Wie geht's weiter mit der sogenannten Europäischen Nachbarschaftspolitik der EU? Darüber sprachen wir am 14. Juli in Berlin mit Sven Mikser und Carmelo Abela, den Außenministern Estlands und Maltas, und weiteren Experten aus Politik und Zivilgesellschaft.  

Mit der 2004 gestarteten Europäischen Nachbarschaftspolitik sollen die EU-Anrainer im Süden und Osten dabei unterstützt werden, Stabilität, Sicherheit und Wohlstand zu schaffen. Doch diese Herausforderung wirkt so groß und vielfältig wie das offizielle Grenzgebiet der Europäischen Union selbst: Es reicht von der Ukraine über Syrien bis nach Libyen und Marokko und entwickelte sich in den letzten Jahren zu einem Feld von Krisen und Konflikten. 

So muss die EU mit Bürgerkriegen wie in der Ost-Ukraine, instabilen Staaten wie Libyen oder Migrationsbewegungen aus dem Nahen Osten und Nordafrika umgehen. Erschwerend kommt hinzu, dass Russland und die sich als Schutzmächte der sunnitischen und schiitischen Muslime verstehenden Iran und Saudi-Arabien im europäischen Grenzgebiet eine wichtige Rolle spielen. Instabilität in der Nachbarschaft wirkt unmittelbar auf die EU zurück – das merken wir tagtäglich.

Podiumsteilnehmer European Neighbourhood Policy East and South V.l.n.r.: Sven Mikser, Außenminister der Republik Estland, Aart De Geus, Vorstandsvorsitzender der Bertelsmann Stiftung, und Carmelo Abela, Außenminister der Republik Malta. Foto: Sebastian Pfütze

Europa ist keine Insel

Aart De Geus, Vorstandsvorsitzender der Bertelsmann Stiftung, machte gleich zu Beginn der Diskussion klar: "Europa ist keine Insel." Deswegen sei es so wichtig, aus dem "ring of fire", der sich durch Konflikte und gewaltsame Auseinandersetzungen in den europäischen Nachbarstaaten gebildet hat, einen "ring of friends" zu gestalten. Nur so könnten die EU und ihre Nachbarstaaten gemeinsam in die Zukunft schauen.

Die EU muss ihre Instrumente in der Außen-, Verteidigungs-, Handels- und Entwicklungspolitik besser bündeln und effektiver machen, um auch ihren Nachbarstaaten Sicherheit, Stabilität und Wohlstand zu ermöglichen – darin waren sich alle Beteiligten einig. Doch wie die europäische Hilfe konkret aussehen sollte, darüber gab es unterschiedliche Ansichten. Während der estnische Außenminister Sven Mikser EU-Hilfen an Bedingungen wie Reformen oder Demokratie knüpfen würde, betonte der maltesische Außenminister Carmelo Abela, dass vor allem Geduld mit den Nachbarn gefordert sei. Aart De Geus fasste beide Ansichten zusammen: "Wir sollten stark in der Sache, aber mild in der Methode sein."

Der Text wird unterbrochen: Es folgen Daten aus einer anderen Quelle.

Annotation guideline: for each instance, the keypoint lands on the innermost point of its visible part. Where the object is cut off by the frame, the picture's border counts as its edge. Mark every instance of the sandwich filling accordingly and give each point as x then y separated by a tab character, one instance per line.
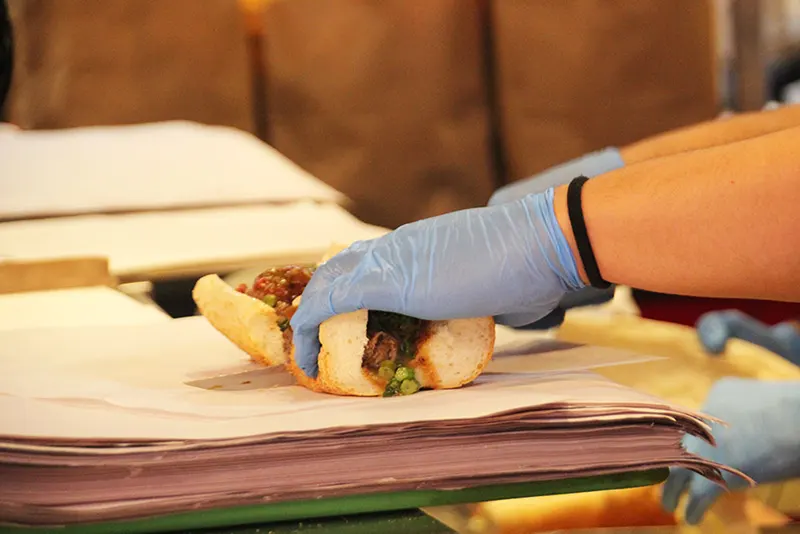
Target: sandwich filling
393	339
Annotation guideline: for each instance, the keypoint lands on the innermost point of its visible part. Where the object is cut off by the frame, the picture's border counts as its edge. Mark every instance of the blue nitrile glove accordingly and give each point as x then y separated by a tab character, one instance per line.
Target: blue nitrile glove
762	441
589	165
510	261
715	329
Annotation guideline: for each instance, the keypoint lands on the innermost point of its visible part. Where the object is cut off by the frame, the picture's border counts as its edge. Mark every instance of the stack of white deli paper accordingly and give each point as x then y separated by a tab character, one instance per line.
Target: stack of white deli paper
125	422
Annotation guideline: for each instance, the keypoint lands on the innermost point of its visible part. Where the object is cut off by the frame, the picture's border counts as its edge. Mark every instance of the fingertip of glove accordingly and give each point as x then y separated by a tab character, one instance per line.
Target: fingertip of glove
673	488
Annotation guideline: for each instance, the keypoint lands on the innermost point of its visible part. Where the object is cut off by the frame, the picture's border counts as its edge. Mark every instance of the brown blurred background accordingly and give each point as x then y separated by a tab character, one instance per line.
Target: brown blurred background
410	108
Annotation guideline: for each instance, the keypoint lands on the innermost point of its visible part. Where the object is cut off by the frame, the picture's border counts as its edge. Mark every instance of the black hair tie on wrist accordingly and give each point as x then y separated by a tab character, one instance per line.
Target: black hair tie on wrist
575	210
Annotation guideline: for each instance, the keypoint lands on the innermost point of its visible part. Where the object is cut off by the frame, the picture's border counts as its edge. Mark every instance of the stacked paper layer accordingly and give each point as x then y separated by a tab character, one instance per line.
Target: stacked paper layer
142	167
123	422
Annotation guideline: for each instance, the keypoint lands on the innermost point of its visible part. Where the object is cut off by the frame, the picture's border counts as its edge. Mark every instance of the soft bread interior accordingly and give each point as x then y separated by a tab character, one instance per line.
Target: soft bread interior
343	339
455	353
248	323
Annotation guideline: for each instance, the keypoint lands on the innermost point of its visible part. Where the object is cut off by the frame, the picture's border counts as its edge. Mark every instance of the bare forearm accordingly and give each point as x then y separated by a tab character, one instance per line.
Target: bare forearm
712	133
720	222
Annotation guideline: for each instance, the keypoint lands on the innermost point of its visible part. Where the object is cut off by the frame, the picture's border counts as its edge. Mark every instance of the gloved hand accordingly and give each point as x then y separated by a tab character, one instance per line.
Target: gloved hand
510	261
762	440
715	329
589	165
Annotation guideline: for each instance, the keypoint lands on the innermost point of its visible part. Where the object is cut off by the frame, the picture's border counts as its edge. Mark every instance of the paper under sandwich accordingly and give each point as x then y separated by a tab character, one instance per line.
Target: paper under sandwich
109	423
364	353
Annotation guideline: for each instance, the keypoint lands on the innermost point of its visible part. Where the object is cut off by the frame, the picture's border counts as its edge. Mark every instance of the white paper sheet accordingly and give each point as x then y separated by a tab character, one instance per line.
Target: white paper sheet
137	375
100	306
142	246
140	167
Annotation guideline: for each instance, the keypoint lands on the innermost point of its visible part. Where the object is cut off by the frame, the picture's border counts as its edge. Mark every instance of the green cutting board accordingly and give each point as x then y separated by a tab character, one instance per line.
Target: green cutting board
283	517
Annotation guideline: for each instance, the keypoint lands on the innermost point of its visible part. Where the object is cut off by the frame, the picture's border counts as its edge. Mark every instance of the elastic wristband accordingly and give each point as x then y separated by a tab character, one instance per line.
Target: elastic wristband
575	210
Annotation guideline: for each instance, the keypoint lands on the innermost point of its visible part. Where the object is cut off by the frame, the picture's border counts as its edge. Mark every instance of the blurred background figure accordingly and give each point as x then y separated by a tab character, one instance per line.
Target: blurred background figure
6	55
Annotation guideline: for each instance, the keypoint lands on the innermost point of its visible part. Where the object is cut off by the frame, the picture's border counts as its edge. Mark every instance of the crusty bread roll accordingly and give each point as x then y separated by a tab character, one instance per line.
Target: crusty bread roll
249	323
451	353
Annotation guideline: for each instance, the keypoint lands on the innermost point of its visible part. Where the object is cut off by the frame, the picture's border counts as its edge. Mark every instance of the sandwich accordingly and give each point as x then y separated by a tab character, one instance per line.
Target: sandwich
363	353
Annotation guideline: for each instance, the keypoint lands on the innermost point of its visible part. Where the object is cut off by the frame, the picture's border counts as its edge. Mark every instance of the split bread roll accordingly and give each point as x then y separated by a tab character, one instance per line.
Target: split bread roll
447	354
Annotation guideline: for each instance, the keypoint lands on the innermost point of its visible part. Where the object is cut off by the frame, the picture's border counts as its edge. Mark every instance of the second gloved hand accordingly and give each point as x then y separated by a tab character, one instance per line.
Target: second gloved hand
509	261
762	440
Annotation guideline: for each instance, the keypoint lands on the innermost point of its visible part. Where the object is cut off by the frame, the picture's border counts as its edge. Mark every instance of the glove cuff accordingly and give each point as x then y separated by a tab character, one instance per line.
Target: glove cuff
561	260
589	165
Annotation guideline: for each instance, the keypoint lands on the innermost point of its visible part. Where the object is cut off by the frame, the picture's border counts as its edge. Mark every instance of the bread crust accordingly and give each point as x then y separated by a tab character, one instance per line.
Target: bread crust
245	321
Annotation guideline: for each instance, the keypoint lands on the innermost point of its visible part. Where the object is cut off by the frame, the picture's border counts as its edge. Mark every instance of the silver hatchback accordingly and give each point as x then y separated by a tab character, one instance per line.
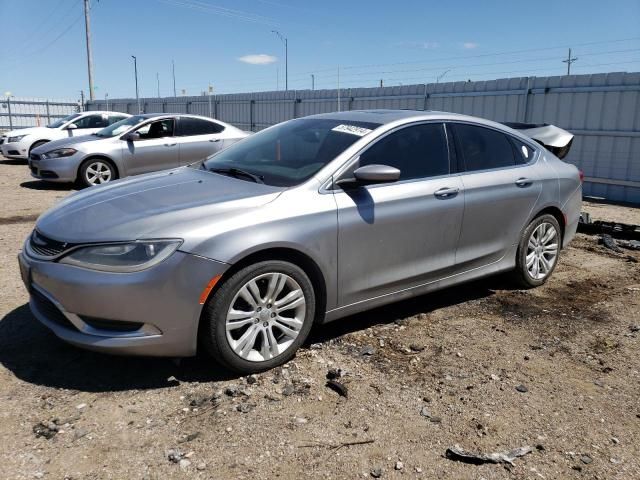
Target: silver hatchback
306	222
138	144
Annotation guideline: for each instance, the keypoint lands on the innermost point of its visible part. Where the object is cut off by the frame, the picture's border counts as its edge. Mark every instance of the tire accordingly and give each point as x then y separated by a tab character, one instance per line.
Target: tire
541	249
258	351
96	171
36	145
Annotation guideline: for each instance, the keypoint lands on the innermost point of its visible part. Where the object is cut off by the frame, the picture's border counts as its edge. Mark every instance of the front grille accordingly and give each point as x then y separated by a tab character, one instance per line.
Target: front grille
113	325
52	313
46	247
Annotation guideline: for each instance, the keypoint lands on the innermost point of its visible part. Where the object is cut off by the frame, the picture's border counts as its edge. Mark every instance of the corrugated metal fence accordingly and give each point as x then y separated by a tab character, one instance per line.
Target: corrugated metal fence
602	110
33	112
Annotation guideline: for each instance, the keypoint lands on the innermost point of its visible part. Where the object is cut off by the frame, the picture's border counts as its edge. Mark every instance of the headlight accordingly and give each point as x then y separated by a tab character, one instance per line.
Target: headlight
59	153
122	257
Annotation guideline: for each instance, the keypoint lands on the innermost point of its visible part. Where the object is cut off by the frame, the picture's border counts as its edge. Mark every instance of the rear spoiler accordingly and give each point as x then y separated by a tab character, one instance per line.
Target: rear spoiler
554	139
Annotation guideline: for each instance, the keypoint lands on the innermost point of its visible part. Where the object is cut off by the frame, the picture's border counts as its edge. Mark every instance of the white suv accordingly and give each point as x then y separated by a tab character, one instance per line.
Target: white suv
19	143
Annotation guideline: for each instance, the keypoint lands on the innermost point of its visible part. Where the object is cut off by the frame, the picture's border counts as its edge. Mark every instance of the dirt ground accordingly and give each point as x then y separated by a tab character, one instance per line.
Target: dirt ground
482	365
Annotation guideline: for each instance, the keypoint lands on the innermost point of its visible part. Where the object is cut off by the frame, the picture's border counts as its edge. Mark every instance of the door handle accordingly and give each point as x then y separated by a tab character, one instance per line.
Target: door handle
524	182
446	192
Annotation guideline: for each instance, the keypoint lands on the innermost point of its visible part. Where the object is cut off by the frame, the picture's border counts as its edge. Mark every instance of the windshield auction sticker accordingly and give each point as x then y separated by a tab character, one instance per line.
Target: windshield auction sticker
351	129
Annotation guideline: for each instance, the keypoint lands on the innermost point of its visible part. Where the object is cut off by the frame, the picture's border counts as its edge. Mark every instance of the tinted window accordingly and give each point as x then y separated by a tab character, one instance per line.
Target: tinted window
524	153
92	121
293	151
159	129
115	118
418	152
197	126
483	148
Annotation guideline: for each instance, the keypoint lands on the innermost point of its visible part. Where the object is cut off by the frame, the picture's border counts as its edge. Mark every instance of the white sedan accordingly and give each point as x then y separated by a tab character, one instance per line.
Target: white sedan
19	143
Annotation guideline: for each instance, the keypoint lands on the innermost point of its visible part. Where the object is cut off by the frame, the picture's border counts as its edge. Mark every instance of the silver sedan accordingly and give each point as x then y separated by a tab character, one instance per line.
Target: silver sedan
138	144
306	222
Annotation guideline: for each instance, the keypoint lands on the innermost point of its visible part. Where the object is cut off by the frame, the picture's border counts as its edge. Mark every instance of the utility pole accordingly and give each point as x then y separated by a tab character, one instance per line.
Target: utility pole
173	71
569	61
135	69
286	58
338	87
87	30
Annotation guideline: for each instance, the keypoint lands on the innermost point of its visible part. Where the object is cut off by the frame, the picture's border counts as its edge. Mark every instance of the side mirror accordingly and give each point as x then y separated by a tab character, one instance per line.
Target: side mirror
131	137
369	175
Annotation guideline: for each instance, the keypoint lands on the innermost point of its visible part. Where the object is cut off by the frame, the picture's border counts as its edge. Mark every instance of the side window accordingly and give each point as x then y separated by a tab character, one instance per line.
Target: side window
197	126
418	152
92	121
483	148
524	153
115	118
158	129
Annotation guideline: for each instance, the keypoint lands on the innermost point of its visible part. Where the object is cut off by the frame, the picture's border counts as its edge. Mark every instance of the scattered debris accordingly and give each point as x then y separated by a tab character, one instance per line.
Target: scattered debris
338	387
48	430
367	350
457	453
424	412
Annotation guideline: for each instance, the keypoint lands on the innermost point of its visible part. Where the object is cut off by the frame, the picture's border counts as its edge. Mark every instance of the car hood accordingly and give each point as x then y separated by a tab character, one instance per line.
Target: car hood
67	142
27	131
167	204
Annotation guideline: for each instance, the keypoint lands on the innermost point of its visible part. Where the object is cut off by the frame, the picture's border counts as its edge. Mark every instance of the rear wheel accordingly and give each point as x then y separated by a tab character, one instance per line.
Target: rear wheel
96	171
538	251
259	317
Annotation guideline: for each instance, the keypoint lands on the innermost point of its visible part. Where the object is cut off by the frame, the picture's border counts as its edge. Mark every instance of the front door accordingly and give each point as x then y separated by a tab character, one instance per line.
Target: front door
403	234
157	148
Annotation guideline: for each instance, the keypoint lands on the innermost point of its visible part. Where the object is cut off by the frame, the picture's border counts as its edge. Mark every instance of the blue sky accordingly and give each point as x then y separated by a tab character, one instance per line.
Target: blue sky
231	44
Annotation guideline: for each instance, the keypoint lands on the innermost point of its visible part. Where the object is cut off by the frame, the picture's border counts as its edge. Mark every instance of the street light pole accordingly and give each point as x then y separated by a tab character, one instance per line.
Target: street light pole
286	57
135	69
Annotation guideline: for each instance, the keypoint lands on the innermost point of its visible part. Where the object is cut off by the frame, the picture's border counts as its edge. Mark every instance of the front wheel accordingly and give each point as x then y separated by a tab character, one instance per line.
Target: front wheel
538	251
96	171
259	316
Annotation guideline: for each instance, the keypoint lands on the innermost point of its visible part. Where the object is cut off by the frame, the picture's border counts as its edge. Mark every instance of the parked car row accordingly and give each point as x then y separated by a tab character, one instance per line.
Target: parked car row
97	147
305	222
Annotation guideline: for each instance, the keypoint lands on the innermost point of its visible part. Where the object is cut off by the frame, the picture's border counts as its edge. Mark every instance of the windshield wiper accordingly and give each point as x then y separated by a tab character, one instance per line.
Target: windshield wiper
236	172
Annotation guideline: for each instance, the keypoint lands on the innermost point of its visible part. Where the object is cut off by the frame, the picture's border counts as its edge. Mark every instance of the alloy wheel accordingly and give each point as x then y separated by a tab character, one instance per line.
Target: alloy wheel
98	173
542	251
265	316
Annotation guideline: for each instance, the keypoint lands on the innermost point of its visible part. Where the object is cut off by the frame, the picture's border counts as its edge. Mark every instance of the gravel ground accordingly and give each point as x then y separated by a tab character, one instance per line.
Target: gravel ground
482	365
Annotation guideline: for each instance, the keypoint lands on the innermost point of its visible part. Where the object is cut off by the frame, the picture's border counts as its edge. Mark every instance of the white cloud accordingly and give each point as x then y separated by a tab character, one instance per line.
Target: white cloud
258	59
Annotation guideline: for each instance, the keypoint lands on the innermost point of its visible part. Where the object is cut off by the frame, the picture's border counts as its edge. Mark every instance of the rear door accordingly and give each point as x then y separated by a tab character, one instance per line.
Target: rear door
501	188
198	138
157	148
399	235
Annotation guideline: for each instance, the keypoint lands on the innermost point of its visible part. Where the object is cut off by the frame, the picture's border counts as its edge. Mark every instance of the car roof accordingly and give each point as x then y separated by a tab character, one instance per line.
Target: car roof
384	117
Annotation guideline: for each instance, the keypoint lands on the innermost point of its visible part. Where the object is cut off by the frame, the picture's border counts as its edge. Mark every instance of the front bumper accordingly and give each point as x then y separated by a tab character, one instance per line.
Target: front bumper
55	169
154	312
16	150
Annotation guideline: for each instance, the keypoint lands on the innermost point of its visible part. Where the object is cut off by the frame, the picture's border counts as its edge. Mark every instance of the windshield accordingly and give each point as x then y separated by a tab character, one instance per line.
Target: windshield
120	127
62	121
292	152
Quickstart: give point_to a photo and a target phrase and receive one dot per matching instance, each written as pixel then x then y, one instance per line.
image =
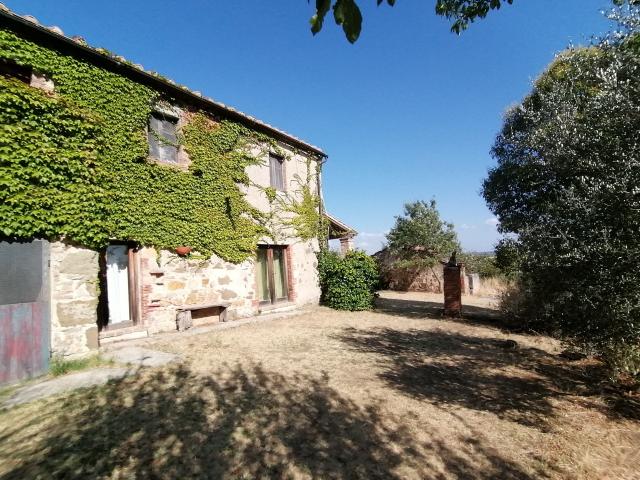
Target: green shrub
pixel 483 265
pixel 347 283
pixel 61 366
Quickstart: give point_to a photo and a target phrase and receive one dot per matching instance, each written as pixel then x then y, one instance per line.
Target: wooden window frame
pixel 135 293
pixel 280 159
pixel 271 281
pixel 151 138
pixel 11 69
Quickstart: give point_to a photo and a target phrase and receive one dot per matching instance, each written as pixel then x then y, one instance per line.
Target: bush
pixel 483 265
pixel 347 283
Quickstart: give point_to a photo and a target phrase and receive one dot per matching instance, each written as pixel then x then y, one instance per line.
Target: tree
pixel 347 13
pixel 508 258
pixel 461 12
pixel 419 236
pixel 567 182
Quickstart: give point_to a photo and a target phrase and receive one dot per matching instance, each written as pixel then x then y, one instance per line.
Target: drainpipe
pixel 325 241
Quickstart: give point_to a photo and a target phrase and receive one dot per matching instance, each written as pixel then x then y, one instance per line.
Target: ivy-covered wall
pixel 74 165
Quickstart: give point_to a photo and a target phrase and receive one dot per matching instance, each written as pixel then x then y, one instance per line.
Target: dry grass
pixel 396 393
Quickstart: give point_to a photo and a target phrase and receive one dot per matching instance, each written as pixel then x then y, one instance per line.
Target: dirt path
pixel 395 393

Werfen Sie auch einen Blick in unser Impulspapier zur Europäischen Nachbarschaftspolitik.

Ähnliche Artikel


 

Umfrage

Mehrheit der jungen Mittel- und Osteuropäer steht fest hinter der EU

Zahlreiche Krisenherde und anti-europäische Kampagnen nationalistischer Kräfte: Die EU kämpft derzeit an vielen Fronten. Eine Mehrheit der jungen Mittel- und Osteuropäer steht aber hinter ihr und schätzt sie vor allem als Friedensgarant. weiterlesen

Analyse

60 Jahre Römische Verträge: Wohin steuert die EU?

Am 25. März jährt sich der Abschluss der "Römischen Verträge" zum 60. Mal. Wir blicken auf aktuelle Entwicklungen in der EU und haben Stimmen aus den sechs Unterzeichnerstaaten gesammelt. weiterlesen

Europa Briefing

Niedrigzinsen: Ist die Politik der Europäischen Zentralbank richtig?

Um die derzeit niedrige Inflation zu stabilisieren, betreibt die Europäische Zentralbank eine Niedrigzins-Politik - das birgt politische Sprengkraft. weiterlesen

Generationengespräch

"Europa ist so selbstverständlich geworden"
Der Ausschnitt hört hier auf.